No podía seguir casado con Paula a largo plazo, haciéndole perder la cabeza por sistema.


—Ese es el quid de esta conversación —ella sacudió la cabeza—. Ninguno de los dos necesita ya el divorcio. Ahora se trata de qué queremos. No ibas a divorciarte de Meiling después de unas cuantas semanas ¿verdad? ¿Por qué es nuestra relación diferente?


—Porque lo es —murmuró él, realmente asustado—. Su cultura no permite el divorcio y los acuerdos de negocio serían, de todos modos, a largo plazo.


En el fondo sabía que no habría podido casarse con Meiling, y se alegraba de no haberlo hecho. Habría tenido el matrimonio imaginado, pero sin ser consciente de lo infeliz que era.


¿Qué le haría feliz? ¿Paula? ¿Cómo saberlo antes de cometer un error que no sería fácil de subsanar? O, peor aún, antes de permitirle la entrada a su corazón y acabar siendo más importante para él que Empresas Alfonso.


Debería decirle a Paula lo que quería oír para conservarla a su lado. Necesitaba permanecer casado. Lo que acababa de sugerirle encajaba a la perfección con sus planes.


—Meiling y tú sois diferentes. Y punto —¿por qué no accedía y luego ya se ocuparía de las repercusiones?


—De modo que te parece bien conseguir tu puesto de director ejecutivo con falsos pretextos para luego explicarle a tu madre, a los pocos días, que te divorcias. Ella te va a dar ese puesto, de buena fe —ella lo censuró con la mirada—. ¿Es esa la clase de hombre que quieres que crea que eres?

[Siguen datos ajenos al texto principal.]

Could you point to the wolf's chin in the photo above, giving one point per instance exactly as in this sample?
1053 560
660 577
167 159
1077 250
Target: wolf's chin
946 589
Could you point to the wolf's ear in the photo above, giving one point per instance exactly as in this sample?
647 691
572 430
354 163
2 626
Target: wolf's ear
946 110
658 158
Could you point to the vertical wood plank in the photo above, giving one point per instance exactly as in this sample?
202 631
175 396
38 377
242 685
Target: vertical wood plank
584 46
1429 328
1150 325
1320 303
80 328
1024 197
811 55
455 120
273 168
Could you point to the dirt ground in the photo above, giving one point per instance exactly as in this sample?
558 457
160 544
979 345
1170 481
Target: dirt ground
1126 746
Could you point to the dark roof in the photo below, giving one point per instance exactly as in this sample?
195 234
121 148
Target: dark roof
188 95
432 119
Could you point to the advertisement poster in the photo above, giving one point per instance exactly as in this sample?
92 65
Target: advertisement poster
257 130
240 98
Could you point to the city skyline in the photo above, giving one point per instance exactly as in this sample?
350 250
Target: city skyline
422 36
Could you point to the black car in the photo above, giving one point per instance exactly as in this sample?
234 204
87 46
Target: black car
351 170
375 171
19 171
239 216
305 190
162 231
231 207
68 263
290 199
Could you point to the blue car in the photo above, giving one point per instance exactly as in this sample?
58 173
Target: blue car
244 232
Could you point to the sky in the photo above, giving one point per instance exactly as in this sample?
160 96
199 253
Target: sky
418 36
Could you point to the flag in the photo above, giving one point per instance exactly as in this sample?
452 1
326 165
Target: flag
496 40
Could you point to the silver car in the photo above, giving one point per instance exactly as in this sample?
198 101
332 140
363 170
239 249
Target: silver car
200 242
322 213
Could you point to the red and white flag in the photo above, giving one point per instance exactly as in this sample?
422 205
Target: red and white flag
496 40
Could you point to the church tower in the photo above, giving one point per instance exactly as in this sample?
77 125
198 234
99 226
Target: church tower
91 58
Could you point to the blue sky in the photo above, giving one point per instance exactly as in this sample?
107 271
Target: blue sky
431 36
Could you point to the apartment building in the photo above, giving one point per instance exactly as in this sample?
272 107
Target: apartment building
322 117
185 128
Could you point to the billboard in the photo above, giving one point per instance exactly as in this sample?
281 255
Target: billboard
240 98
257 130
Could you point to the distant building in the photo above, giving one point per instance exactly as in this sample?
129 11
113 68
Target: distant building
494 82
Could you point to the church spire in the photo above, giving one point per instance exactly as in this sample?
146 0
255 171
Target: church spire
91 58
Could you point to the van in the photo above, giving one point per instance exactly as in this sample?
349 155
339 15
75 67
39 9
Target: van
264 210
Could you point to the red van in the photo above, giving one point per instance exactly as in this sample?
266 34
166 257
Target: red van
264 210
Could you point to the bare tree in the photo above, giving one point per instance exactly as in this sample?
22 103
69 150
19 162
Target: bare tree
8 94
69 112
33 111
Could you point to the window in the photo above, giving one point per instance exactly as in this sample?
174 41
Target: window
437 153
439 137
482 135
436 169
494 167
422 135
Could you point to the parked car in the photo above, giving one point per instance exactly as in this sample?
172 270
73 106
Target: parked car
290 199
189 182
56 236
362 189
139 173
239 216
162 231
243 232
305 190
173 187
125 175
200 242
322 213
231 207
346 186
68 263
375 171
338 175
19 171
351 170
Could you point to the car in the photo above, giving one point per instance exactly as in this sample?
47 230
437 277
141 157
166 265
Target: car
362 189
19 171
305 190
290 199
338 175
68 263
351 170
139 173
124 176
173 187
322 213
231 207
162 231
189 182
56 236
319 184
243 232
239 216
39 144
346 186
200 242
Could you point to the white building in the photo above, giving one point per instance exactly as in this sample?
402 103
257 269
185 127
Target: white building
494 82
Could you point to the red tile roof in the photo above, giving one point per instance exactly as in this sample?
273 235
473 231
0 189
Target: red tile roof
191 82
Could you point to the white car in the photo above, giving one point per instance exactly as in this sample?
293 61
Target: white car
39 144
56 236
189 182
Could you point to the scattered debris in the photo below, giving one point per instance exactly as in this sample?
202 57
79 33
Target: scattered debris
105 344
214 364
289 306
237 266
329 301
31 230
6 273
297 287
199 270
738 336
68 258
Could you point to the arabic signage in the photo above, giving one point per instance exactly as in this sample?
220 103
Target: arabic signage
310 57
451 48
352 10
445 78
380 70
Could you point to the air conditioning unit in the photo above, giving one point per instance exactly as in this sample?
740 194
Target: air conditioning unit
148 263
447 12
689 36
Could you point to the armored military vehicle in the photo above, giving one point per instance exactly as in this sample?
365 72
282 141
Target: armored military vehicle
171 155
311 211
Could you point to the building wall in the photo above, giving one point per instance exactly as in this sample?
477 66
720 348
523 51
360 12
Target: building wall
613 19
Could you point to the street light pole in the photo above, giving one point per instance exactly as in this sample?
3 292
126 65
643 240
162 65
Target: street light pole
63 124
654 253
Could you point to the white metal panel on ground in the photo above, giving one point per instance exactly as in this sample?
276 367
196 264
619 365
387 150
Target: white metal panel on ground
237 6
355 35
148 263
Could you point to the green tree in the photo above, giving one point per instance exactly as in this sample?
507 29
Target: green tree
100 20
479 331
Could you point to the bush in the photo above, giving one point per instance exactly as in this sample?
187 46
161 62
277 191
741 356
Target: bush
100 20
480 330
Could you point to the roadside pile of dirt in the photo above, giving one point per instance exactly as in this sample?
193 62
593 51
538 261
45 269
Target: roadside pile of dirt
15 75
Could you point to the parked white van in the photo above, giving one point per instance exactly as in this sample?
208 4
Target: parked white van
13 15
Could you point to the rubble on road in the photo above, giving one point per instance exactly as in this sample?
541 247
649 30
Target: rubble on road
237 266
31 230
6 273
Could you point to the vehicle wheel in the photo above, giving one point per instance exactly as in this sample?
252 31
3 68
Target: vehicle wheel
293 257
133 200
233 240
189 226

«No», quiso gritar Pedro. Pero era incapaz de hablar, de pensar. La pregunta era demasiado enorme para contestarla, y para no contestarla.


—De modo que mientras te resulte útil, se me permite quedarme y dormir en tu cama —el rostro de Paula reflejaba la desilusión que sentía—. Todo esto va de cómo afecta el matrimonio a tus planes de fusión. Si dejo de serte útil, me cortas el cuello.


Pedro sintió una punzada en el pecho. Paula deseaba que el matrimonio fuera real en todos los sentidos, emocional y físicamente. Y él empezaba a sentir cosas que no podrían conducir a nada bueno.


—¿Qué más esperabas de nuestro matrimonio? —el dolor en el pecho se intensificó. Debía centrarse únicamente en el aspecto comercial.


—Nada más —Paula desvió la mirada—. Así es estupendo. Me alegra haber hablado. Cuando decidas qué hacer con nosotros, házmelo saber. Voy a ducharme.


Sin decir una palabra, Pedro la vio abandonar la cama. 


Sabía que la había disgustado, pero era incapaz de solucionarlo. Y eso dolía. ¿Iba Paula a abandonarlo? La idea lo asustaba más que la de permanecer casados para siempre.


Sí. Desde luego aquello era un matrimonio de verdad, para bien o para mal.